Aside from President Trump, virtually no one thinks a full agreement for North Korea’s complete nuclearization is going to be forged June 12. Instead of utter failure (or Trump’s dangerous concessions to “get a deal”) the Brookings Institution’s Michael E. O’Hanlon has a clever four-step process the administration should consider. The first two would look like this:
Freeze. This is the stage we are now in, of course, so no radical steps are needed to achieve it in the short term, but the positive atmospherics around the summit are smart and should continue. . . .
Cap. A verifiable cessation to the production of fissile material needed in a nuclear bomb would be a huge step. To achieve it, North Korea would have to shut down existing nuclear activities, provide a database of existing production sites to international inspectors, and allow those inspectors to visit the sites as well as “suspect sites” in other parts of the country. It could shroud and shield areas of each major military facility so that inspectors would not be able to find actual warhead stocks, but otherwise it would be giving up information on the regime’s most prized possessions to the international community. At the same time, however, it would not be permanently disabling or dismantling these sites, so the incentives offered to it should be temporarily and reversible as well — the suspension of certain sanctions rather than their elimination, and the provision of just humanitarian aid rather than wide-ranging economic aid.
The difficulty, if not the impossibility, of reaching a deal is clear.
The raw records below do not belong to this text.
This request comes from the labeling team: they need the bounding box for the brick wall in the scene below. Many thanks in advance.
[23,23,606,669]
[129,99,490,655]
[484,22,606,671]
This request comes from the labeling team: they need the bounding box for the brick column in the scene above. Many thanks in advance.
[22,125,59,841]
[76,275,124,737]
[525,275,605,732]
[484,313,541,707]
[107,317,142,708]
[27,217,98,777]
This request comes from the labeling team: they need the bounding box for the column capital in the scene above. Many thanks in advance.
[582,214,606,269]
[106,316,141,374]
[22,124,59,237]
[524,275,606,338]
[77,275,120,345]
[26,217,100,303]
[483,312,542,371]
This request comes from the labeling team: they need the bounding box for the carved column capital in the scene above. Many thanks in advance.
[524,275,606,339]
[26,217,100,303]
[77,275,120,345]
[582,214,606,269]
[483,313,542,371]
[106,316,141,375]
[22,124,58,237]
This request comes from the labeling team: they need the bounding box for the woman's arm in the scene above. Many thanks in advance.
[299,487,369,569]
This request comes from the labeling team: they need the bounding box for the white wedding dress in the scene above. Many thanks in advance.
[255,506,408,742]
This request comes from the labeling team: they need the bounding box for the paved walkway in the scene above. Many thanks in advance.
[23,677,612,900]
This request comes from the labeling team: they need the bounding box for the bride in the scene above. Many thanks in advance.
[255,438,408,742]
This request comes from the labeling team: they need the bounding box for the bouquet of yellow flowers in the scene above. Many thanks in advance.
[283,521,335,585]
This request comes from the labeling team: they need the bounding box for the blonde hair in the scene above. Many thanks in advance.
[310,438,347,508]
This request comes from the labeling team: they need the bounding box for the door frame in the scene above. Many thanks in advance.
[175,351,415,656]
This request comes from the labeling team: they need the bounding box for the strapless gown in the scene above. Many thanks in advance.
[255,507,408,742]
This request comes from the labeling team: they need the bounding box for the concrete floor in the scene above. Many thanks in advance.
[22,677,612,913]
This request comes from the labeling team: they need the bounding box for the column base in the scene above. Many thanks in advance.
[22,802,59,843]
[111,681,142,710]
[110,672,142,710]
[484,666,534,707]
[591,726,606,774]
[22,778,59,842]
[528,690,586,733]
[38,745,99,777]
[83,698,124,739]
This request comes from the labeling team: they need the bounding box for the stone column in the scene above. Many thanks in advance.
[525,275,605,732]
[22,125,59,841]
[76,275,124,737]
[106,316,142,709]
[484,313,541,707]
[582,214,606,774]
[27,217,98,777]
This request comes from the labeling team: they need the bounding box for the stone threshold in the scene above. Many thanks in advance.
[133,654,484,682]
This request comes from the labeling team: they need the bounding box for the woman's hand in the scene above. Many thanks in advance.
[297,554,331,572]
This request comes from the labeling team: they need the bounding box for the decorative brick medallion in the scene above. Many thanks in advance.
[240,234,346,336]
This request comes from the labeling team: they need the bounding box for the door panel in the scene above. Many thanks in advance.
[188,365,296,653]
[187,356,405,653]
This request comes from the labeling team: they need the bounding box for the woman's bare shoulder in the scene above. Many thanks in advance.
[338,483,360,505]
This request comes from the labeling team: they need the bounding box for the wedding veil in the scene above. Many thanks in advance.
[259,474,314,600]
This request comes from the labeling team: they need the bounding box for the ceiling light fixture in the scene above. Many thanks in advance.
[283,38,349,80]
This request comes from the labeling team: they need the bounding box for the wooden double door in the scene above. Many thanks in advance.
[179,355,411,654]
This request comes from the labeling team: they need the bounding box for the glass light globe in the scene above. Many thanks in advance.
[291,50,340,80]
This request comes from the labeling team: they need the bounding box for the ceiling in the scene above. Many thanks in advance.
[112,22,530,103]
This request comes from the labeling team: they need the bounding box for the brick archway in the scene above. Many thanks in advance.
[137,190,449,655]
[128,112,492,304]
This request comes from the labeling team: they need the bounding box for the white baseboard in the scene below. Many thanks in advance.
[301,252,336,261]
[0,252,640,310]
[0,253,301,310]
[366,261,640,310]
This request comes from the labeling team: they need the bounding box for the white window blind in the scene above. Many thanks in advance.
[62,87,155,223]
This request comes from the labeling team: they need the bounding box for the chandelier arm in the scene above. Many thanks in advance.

Few North Korea watchers think a regime as paranoid, freakishly controlling and repressive as Pyongyang is going to “shut down existing nuclear activities, provide a database of existing production sites to international inspectors, and allow those inspectors to visit the sites.” If not, however, we haven’t given much up and can further tighten sanctions.
The next two steps are where the rubber hits the road:
Dismantle. At this stage, while North Korea would be keeping its warheads (presumably), it would be giving up huge investments worth many hundreds of millions of dollars that would take years to rebuild. As such, more significant quid pro quos would be appropriate. . . . The majority of U.S. sanctions should stay in place until nuclear disarmament really begins to happen — until the final phase of the process, discussed below. . . .
Disarm. At this stage, U.S. sanctions could be lifted as warheads were shipped out of North Korea. . . . But such lifting of sanctions would still be important because it would make possible major loans and grants from the World Bank and the U.S. Agency for International Development, among other bodies. The spigot for such aid should not be fully opened all at once, even after nuclear disarmament. North Korea should be expected to make economic reforms, reduction in its enormous conventional military capabilities, and elimination of other weapons of mass destruction to qualify for the international community’s full largesse. A human rights dialogue should also be initiated by this stage. But significant aid would begin once the warheads and any additional stocks of highly enriched uranium or plutonium were turned over to international control. . . . By contrast, full-fledged U.S. diplomatic relations with North Korea should await, at a minimum, the end of the dismantlement phase noted above, and perhaps the disarming phase too.
We find this eminently reasonable, but unlikely to ever be agreed upon by Pyongyang. That’s all right! We should make the offer and at the very least on June 12 determine if North Korea under any circumstances would agree to dismantle, let alone disarm. The problem with sending heads of state/government to meet is that, if they fail, there is hardly any reason to have further talks. Maybe on June 12 we should seek to reach agreement on the concept of phased disarmament in exchange for sanctions. If North Korea won’t agree even to that or insists on removing the nuclear umbrella and U.S. troops securing South Korea, then we’ll at least have clarity that this entire exercise was nothing more than wishful thinking.